Kasule didn’t give up, he persisted. On his first crawl to school, rain pelted him to the point of destroying all his books. Frustrated at the age of eight, Kasule grudgingly accepted to stay home. But he struck gold in the late 1980s; ActionAid gave him a wheelchair. He joined Kampala School for the Physically Handicapped in Mengo, where he excelled. He got eight aggregates in his Primary Leaving Examinations in 1993.

He was admitted at Kibibi SS in Mpigi. But when he reported to school in 1994, the head teacher stopped him from heading to the dormitory once he realized Kasule was a cripple.

“The man said I was going to fail his school; so, he had to cancel my admission. I returned home in Mityana and waited for two years until a new school in the neighborhood was started called Nabunga SS Kakindu,” Kasule said.

Nabunga SS turned out to be Kasule’s saving grace. In 1998, he did his Senior Four exams, scoring 19 aggregates. Kasule went to St Kizito High School Kabowa in Ndeeba for senior five. He did History, Economics, Geography and Divinity (HEG/D) before joining Kibibi High School, where he completed his A-Level in 2000, scoring 12 points.

Although Kasule had his sights on pursuing a bachelor’s degree in Law, he ended up doing a Diploma in Community -Based Rehabilitation at Kyambogo University. He later upgraded to a degree in Adult and Community Education, at Makerere University in 2009.

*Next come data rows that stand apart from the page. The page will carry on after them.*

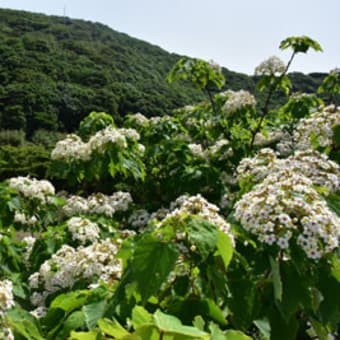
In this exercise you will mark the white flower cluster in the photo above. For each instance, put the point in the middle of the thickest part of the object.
(216, 150)
(237, 100)
(6, 297)
(139, 219)
(273, 66)
(314, 165)
(32, 188)
(6, 302)
(196, 150)
(22, 218)
(285, 206)
(310, 163)
(199, 206)
(83, 230)
(319, 127)
(29, 244)
(39, 312)
(97, 203)
(272, 137)
(73, 148)
(156, 120)
(97, 262)
(139, 119)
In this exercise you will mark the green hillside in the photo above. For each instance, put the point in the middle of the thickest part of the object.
(55, 70)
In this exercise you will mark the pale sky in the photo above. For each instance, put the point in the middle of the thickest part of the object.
(237, 34)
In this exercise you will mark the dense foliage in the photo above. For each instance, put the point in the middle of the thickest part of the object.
(54, 71)
(220, 221)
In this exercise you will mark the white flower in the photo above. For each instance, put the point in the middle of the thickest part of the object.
(94, 263)
(6, 297)
(292, 208)
(32, 188)
(139, 218)
(318, 127)
(196, 150)
(83, 230)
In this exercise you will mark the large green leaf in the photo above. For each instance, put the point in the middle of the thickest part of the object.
(225, 248)
(113, 328)
(236, 335)
(264, 327)
(140, 317)
(152, 262)
(282, 329)
(92, 335)
(75, 321)
(24, 324)
(70, 301)
(93, 312)
(170, 324)
(295, 291)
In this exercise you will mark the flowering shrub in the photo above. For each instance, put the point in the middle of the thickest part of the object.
(285, 206)
(6, 302)
(310, 163)
(223, 216)
(317, 130)
(97, 262)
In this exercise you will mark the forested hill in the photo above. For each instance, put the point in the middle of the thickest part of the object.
(55, 70)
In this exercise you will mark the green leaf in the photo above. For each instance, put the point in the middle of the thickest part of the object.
(236, 335)
(152, 262)
(330, 305)
(335, 267)
(277, 283)
(93, 312)
(264, 327)
(148, 332)
(113, 328)
(70, 301)
(336, 134)
(140, 317)
(320, 330)
(225, 248)
(75, 321)
(170, 324)
(92, 335)
(282, 329)
(216, 333)
(24, 323)
(202, 234)
(296, 294)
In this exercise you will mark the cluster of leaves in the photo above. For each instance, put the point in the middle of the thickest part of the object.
(183, 275)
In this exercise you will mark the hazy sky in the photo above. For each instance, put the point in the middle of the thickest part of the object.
(237, 34)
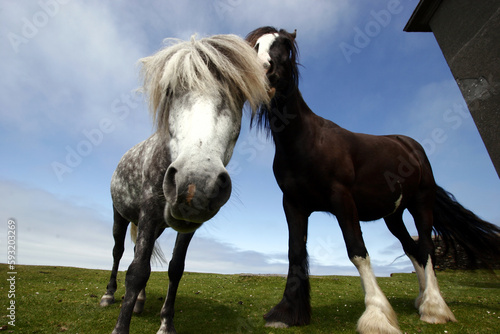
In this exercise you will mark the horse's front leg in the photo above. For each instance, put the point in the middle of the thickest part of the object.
(137, 273)
(295, 307)
(120, 226)
(175, 271)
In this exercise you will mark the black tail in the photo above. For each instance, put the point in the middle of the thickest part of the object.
(457, 225)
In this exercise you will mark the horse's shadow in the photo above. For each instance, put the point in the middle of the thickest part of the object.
(195, 315)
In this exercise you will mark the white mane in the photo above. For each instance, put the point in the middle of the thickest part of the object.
(224, 63)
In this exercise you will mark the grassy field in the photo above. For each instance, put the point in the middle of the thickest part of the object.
(59, 299)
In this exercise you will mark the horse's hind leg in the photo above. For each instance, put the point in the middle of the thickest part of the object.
(120, 226)
(430, 303)
(378, 317)
(397, 227)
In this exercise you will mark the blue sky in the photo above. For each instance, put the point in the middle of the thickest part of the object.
(69, 111)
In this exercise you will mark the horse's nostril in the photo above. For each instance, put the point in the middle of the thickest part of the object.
(170, 188)
(270, 67)
(221, 191)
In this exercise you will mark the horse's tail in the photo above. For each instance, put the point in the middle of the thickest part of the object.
(157, 257)
(457, 225)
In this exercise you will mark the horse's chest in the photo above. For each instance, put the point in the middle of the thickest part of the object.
(301, 182)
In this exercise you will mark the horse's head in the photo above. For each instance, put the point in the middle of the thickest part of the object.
(197, 91)
(278, 53)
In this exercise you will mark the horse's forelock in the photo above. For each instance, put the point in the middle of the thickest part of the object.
(221, 63)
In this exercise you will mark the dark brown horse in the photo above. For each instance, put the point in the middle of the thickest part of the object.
(320, 166)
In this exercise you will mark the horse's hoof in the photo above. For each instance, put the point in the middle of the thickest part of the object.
(107, 300)
(139, 306)
(276, 324)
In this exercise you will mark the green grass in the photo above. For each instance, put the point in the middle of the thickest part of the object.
(59, 299)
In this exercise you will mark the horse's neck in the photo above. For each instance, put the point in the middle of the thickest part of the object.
(290, 118)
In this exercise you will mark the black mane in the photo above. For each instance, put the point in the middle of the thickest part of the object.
(265, 110)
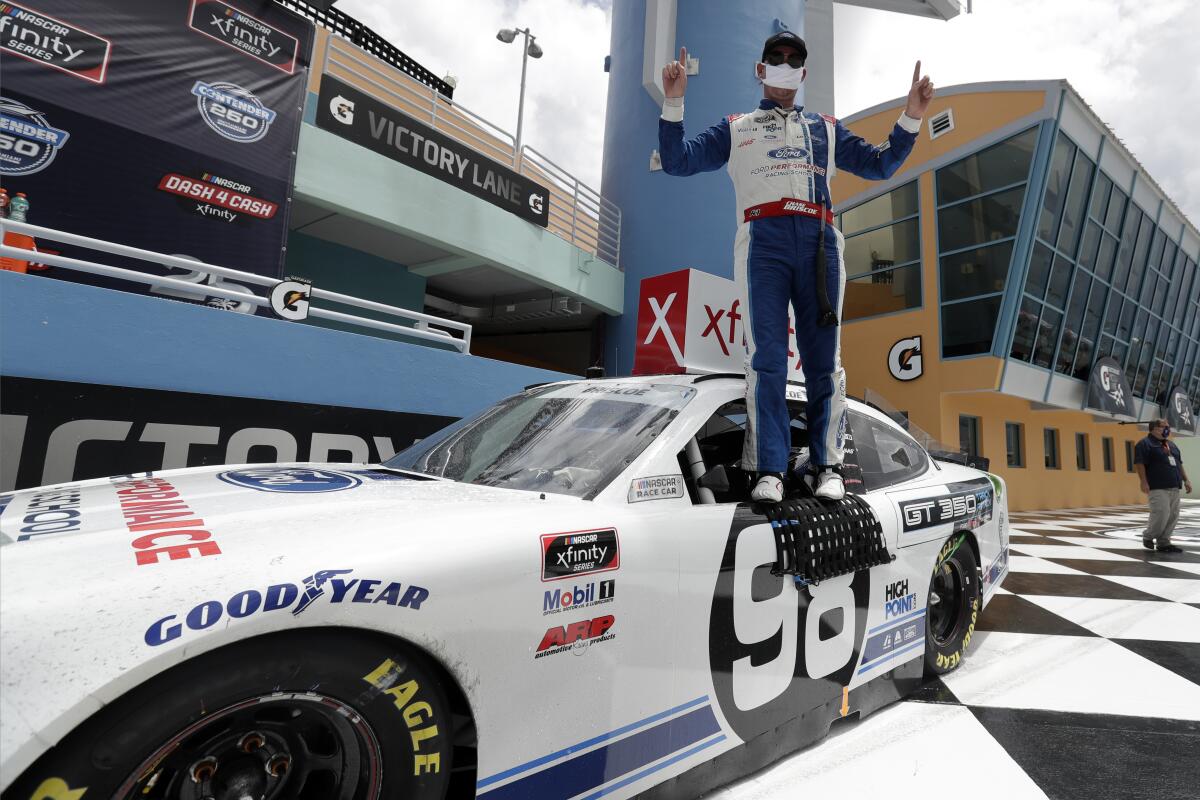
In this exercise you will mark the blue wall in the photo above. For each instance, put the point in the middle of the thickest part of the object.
(66, 331)
(670, 223)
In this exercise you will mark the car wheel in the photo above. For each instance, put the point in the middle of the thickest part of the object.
(321, 715)
(953, 606)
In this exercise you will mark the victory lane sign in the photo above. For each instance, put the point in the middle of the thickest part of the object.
(353, 115)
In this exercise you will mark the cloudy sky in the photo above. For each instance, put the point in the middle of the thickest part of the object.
(1133, 60)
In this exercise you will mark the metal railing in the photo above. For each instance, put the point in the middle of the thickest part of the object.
(349, 28)
(203, 281)
(577, 212)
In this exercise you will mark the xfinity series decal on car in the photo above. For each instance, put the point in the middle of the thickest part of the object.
(245, 34)
(577, 596)
(28, 143)
(581, 552)
(966, 501)
(46, 40)
(576, 637)
(233, 112)
(291, 479)
(285, 595)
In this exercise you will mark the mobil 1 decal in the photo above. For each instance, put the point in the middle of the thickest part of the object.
(777, 649)
(351, 114)
(965, 505)
(165, 125)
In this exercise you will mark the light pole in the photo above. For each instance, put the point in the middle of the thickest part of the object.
(508, 35)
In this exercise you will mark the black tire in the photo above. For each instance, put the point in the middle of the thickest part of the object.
(954, 596)
(336, 715)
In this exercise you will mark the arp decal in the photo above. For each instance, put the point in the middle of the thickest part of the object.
(423, 727)
(969, 503)
(777, 650)
(28, 142)
(57, 43)
(341, 589)
(576, 637)
(581, 552)
(291, 480)
(582, 595)
(243, 32)
(233, 112)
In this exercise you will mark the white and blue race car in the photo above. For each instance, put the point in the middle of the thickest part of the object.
(567, 595)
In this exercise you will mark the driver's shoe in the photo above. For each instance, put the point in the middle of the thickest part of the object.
(769, 488)
(829, 485)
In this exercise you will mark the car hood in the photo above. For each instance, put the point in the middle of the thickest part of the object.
(247, 500)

Kasule has beaten many odds. “If it had not been for my persistence in life, I would never have gone anywhere. But imagine how many disabled people continue to suffer marginalization. There is no peace in their lives. For me, I used to be told that the best I could be was a cobbler. I guess the presupposition was that since I crawl, I am best suited to such work,” Kasule said.

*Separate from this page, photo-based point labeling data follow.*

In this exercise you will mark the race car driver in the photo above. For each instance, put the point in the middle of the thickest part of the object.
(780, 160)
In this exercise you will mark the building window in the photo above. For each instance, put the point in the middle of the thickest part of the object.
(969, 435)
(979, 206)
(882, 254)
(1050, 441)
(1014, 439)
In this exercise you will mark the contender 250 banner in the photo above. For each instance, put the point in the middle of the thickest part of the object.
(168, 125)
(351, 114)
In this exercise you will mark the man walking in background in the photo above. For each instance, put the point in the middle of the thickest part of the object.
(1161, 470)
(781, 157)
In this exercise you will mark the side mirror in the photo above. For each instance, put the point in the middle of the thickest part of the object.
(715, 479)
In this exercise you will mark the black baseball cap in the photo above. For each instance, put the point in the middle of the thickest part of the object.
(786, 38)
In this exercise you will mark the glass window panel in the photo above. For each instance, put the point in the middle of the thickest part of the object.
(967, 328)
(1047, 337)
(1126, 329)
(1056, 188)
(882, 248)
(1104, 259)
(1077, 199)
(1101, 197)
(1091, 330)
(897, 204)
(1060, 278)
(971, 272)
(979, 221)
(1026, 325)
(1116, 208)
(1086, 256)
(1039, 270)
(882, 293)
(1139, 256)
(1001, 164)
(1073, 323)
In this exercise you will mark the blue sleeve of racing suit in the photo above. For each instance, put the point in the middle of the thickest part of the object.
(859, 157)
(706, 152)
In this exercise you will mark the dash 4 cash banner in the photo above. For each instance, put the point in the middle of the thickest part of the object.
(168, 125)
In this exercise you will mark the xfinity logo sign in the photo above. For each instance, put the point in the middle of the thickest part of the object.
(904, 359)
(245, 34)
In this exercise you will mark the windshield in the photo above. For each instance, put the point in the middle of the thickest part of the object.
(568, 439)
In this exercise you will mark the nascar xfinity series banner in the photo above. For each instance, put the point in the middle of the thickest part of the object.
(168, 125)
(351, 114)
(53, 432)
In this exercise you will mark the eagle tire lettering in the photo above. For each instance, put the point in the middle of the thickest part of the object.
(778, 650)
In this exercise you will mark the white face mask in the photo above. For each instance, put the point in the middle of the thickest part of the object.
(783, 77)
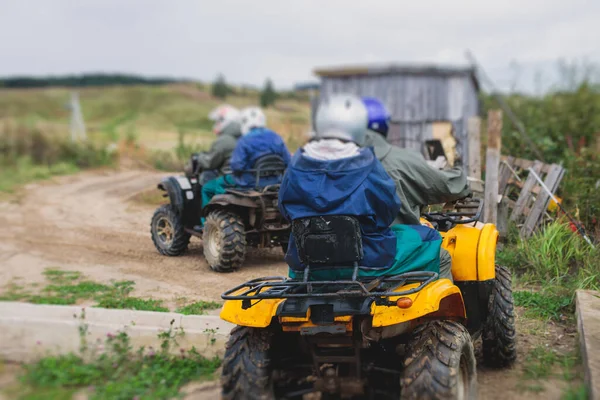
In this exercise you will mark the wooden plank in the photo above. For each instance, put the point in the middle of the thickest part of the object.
(541, 202)
(525, 194)
(505, 174)
(474, 137)
(503, 212)
(492, 164)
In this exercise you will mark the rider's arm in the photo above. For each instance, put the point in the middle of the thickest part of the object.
(284, 152)
(239, 156)
(214, 157)
(433, 186)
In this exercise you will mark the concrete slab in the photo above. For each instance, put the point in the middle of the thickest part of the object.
(30, 331)
(588, 325)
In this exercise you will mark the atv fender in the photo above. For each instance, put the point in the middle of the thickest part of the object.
(473, 251)
(257, 316)
(439, 296)
(225, 200)
(179, 190)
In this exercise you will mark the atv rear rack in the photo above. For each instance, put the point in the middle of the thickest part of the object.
(278, 287)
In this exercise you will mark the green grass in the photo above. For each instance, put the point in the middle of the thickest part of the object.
(543, 363)
(554, 258)
(198, 308)
(118, 372)
(24, 171)
(70, 287)
(132, 303)
(555, 306)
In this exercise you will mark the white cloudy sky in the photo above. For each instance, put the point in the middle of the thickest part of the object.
(285, 39)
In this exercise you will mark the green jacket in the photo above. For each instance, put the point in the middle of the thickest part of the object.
(219, 154)
(417, 183)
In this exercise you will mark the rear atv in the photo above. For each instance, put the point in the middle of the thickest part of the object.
(233, 221)
(408, 336)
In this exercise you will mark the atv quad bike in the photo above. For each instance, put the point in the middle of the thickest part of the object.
(234, 220)
(408, 336)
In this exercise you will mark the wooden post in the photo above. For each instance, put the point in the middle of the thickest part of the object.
(525, 193)
(474, 137)
(541, 202)
(492, 164)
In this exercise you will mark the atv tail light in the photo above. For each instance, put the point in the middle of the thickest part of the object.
(404, 302)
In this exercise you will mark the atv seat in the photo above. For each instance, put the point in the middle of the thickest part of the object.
(266, 166)
(333, 241)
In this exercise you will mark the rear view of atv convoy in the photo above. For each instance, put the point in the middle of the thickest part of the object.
(372, 308)
(233, 221)
(408, 336)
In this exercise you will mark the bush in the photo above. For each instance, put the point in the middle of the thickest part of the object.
(28, 153)
(268, 95)
(554, 256)
(220, 88)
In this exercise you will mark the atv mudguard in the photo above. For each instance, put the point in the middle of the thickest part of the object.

Kasule’s accomplishments include; a master’s degree in Educational Planning, Economics and International Development from the University College London in 2012, which simply highlights the abundance of opportunities out there for the disabled people.

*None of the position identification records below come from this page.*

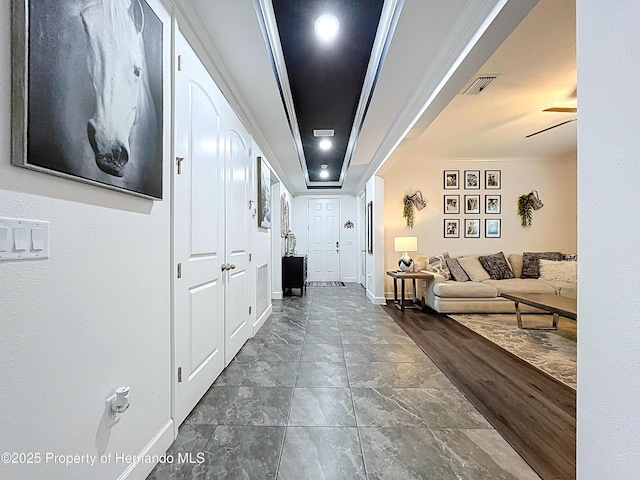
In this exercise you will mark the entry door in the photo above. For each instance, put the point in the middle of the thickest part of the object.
(324, 238)
(198, 230)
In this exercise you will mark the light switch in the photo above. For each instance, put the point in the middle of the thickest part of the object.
(4, 239)
(19, 239)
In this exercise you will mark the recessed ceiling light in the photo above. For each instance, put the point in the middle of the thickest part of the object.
(324, 144)
(327, 27)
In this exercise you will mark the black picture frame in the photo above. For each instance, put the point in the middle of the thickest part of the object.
(451, 179)
(492, 179)
(56, 126)
(472, 179)
(492, 204)
(452, 204)
(471, 228)
(451, 228)
(492, 228)
(472, 204)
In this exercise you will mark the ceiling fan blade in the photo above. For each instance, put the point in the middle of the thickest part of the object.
(554, 126)
(561, 109)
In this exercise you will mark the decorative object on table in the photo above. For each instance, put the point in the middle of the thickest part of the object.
(472, 204)
(451, 228)
(405, 244)
(451, 179)
(452, 204)
(492, 179)
(472, 228)
(472, 179)
(492, 204)
(289, 244)
(66, 119)
(264, 194)
(492, 228)
(527, 203)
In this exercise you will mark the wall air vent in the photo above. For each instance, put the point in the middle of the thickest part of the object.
(479, 85)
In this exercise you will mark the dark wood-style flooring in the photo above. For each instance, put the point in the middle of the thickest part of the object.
(534, 412)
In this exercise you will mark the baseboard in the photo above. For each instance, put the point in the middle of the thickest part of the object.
(141, 468)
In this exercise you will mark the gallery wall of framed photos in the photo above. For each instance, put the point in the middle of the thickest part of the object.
(476, 195)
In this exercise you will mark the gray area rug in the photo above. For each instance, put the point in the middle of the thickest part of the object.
(553, 352)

Through Rotary, Kasule pursued peace studies with students from the UK, DRC, Zimbabwe, Zambia, Burundi and Liberia, among others.

“The State Department took me to the USA in 2018 to learn about how people with disabilities there live in the wider society. By the time I returned, I realized, that here, they were suffering all their lives.”

“Therefore, there is no peace for them, when they cannot access education, jobs and even medical facilities, especially where there are no special provisions for them like ramps, to ease their movement, Kasule noted.

He said disabled people are never offered reproductive health education. Instead many are sterilized without their knowledge, because people believe disabled people must not produce children. Kasule started Access for Action Uganda, an organization pushing for inclusive action and policies to aid disabled people.

“Last year, we wrote a proposal and secured a $10,000 grant to push through activities that foster social change for people with disabilities, so that they can also live a normal life right from the time they are young,”

Kasule said

He said his mother and his peers accepted him, they played with and carried him. But his father wanted him dead.